En Cabo Haitiano estuvo, en tiempos no tan lejanos, el brillante periodista santiagués, el potentado narrador, boxeador, vanguardista en París, Tomás Hernández Franco. Allí se dedicaba a apaciguar los demonios con el zumo de la caña, quien fundara la mulatez en el poema. Porque Yelidá era hija de El Cabo, de El Guárico, El Cabo Francés y El Cabo haitiano juntos. Era también el Fort Dauphin y el Fort Liberté que Diógenes Valdez trajo en su cuarteto, porque una vez más, alguien escribirá la historia de Yelidá o del mestizaje, un día cualquiera, para darse cuenta otro día que, otros también la reescribieron. Nuestro infinito mar de Atlante toca y une en hilo imaginario La Rochelle de Francia con los puertos de San Juan y La Habana; el de Kingston con el de Senegal, el de Salvador de Bahía o el de Río, o del de Johannesburgo.

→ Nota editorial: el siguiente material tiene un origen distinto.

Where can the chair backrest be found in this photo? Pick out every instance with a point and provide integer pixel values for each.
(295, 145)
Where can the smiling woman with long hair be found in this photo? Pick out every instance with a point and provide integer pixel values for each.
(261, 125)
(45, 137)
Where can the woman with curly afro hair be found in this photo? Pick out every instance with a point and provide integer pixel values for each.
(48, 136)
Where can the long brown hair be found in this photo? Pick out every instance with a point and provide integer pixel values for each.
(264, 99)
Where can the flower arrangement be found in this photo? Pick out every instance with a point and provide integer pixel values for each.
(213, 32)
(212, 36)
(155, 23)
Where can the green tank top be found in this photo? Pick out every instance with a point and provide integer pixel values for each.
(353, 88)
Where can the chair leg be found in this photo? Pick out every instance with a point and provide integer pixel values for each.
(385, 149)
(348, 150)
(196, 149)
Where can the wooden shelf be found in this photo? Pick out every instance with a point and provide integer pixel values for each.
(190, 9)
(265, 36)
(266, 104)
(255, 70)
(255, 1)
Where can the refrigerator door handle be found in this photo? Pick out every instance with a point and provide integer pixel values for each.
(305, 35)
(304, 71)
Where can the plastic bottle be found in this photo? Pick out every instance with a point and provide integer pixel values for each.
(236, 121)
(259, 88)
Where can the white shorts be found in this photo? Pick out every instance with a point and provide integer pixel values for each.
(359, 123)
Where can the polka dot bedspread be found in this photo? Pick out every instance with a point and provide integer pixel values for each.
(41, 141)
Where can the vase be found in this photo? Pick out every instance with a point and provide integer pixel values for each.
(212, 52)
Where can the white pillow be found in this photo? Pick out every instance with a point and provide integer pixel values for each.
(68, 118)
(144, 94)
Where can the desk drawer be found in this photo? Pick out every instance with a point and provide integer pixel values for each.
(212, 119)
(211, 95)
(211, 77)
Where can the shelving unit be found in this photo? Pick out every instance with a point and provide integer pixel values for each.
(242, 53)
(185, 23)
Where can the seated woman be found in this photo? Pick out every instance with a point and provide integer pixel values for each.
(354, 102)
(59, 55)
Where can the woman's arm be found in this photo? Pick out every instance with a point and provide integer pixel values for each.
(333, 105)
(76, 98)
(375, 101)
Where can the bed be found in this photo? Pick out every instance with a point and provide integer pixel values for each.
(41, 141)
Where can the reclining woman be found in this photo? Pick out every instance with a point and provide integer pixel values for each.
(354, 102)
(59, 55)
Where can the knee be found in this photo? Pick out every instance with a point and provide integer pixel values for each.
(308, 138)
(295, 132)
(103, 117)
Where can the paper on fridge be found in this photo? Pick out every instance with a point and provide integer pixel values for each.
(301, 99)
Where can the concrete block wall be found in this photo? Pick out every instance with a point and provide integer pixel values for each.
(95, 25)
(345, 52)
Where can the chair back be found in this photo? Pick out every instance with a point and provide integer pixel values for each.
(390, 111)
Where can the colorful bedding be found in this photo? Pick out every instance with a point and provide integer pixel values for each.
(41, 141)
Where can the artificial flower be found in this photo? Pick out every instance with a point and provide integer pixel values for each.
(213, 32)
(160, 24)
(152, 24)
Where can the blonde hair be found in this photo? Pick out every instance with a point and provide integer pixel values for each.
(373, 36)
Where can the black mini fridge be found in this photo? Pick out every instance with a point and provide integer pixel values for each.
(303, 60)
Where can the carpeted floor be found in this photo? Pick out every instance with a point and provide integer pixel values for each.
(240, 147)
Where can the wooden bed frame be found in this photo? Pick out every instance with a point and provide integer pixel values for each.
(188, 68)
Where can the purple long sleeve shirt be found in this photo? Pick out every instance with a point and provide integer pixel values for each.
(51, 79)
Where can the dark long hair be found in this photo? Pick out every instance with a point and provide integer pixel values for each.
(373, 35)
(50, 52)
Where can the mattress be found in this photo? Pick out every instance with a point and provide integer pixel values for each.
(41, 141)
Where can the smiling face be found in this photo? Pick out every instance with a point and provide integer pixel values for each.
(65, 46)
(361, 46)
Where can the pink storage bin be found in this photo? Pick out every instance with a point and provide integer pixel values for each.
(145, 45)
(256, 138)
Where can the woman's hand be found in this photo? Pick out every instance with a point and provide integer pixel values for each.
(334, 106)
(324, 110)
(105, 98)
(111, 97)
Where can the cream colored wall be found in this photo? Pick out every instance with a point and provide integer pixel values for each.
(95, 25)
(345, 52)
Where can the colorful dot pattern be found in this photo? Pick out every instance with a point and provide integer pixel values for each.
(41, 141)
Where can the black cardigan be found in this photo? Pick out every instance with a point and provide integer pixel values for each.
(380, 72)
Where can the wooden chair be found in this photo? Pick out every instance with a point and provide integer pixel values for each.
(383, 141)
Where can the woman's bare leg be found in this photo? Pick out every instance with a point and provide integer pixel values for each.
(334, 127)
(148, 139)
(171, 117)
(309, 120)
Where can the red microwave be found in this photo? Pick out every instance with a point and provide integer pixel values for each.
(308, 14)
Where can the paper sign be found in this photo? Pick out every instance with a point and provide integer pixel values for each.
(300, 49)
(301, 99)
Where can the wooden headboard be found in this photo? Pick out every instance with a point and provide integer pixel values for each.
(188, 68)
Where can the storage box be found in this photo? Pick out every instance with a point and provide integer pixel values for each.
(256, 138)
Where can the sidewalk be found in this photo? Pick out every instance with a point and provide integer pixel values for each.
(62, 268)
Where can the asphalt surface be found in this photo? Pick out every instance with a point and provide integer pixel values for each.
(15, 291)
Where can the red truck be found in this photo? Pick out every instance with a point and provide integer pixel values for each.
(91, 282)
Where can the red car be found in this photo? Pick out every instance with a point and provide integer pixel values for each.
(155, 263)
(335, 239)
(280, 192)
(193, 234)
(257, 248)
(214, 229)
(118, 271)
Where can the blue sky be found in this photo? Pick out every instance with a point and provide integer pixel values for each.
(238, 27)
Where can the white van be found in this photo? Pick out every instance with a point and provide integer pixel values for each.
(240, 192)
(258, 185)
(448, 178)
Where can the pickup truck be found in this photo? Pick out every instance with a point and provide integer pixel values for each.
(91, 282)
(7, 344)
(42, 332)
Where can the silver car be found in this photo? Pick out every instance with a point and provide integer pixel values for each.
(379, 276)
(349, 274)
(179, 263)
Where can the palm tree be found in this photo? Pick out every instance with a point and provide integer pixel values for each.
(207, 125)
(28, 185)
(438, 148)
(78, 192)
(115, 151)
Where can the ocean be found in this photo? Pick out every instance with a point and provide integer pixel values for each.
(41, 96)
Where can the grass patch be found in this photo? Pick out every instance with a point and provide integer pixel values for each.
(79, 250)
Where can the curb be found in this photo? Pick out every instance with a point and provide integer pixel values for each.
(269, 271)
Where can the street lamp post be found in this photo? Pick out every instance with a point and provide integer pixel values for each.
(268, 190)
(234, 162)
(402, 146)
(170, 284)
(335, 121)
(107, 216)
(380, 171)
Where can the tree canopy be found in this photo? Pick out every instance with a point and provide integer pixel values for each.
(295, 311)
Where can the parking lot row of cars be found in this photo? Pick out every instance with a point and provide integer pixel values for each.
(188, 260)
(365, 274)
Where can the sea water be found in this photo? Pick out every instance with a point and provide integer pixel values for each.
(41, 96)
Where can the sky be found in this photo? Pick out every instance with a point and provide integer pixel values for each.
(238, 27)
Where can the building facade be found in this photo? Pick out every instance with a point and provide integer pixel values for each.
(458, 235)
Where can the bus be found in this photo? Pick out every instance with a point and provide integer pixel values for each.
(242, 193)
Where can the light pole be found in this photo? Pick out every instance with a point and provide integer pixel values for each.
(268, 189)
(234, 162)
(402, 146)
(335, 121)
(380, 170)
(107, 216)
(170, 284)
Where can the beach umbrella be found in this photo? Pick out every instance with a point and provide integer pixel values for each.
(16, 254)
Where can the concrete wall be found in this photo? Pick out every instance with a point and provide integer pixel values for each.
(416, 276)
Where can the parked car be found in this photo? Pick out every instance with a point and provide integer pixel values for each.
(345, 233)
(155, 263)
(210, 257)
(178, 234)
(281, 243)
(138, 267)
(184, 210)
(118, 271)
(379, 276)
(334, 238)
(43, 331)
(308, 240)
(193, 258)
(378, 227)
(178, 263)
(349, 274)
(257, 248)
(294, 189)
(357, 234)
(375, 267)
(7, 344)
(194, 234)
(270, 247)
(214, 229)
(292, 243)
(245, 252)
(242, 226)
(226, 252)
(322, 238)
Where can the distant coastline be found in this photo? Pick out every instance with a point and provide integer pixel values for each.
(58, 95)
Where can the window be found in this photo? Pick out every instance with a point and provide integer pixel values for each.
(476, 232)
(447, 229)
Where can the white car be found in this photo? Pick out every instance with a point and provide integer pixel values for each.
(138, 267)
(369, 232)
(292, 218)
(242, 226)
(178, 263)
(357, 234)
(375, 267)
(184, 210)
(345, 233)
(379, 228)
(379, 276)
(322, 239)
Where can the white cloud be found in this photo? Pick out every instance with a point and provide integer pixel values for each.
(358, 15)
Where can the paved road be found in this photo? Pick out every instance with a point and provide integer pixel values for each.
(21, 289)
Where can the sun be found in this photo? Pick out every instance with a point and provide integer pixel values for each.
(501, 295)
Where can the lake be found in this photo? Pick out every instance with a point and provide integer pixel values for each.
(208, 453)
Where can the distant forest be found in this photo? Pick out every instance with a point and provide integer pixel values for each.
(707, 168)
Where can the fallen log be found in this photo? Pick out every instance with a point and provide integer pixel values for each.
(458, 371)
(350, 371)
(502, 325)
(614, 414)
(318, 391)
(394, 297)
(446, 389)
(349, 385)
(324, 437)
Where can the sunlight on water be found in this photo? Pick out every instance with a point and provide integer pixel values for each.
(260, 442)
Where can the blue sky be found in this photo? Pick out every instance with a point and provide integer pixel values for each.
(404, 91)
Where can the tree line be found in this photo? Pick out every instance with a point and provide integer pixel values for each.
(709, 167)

Triangulares han sido nuestras raíces, redondo nuestro destino que, como serpiente que se muerde la cola, se va entre los ciclos del cultivo del azúcar, el ascenso y la caída del café entre el pendular del trabajo. Blancos de la tierra, negros cimarrones, mambises, mulatos y negros del servicio, esclavos y amos, lanceros y labradores… todos al mirar en archipiélago mar Caribe, o el azulado Atlántico, han decidido marcharse o quedarse; porque somos islas de mar, y las fronteras están muy cerca… y es muy fácil soñar…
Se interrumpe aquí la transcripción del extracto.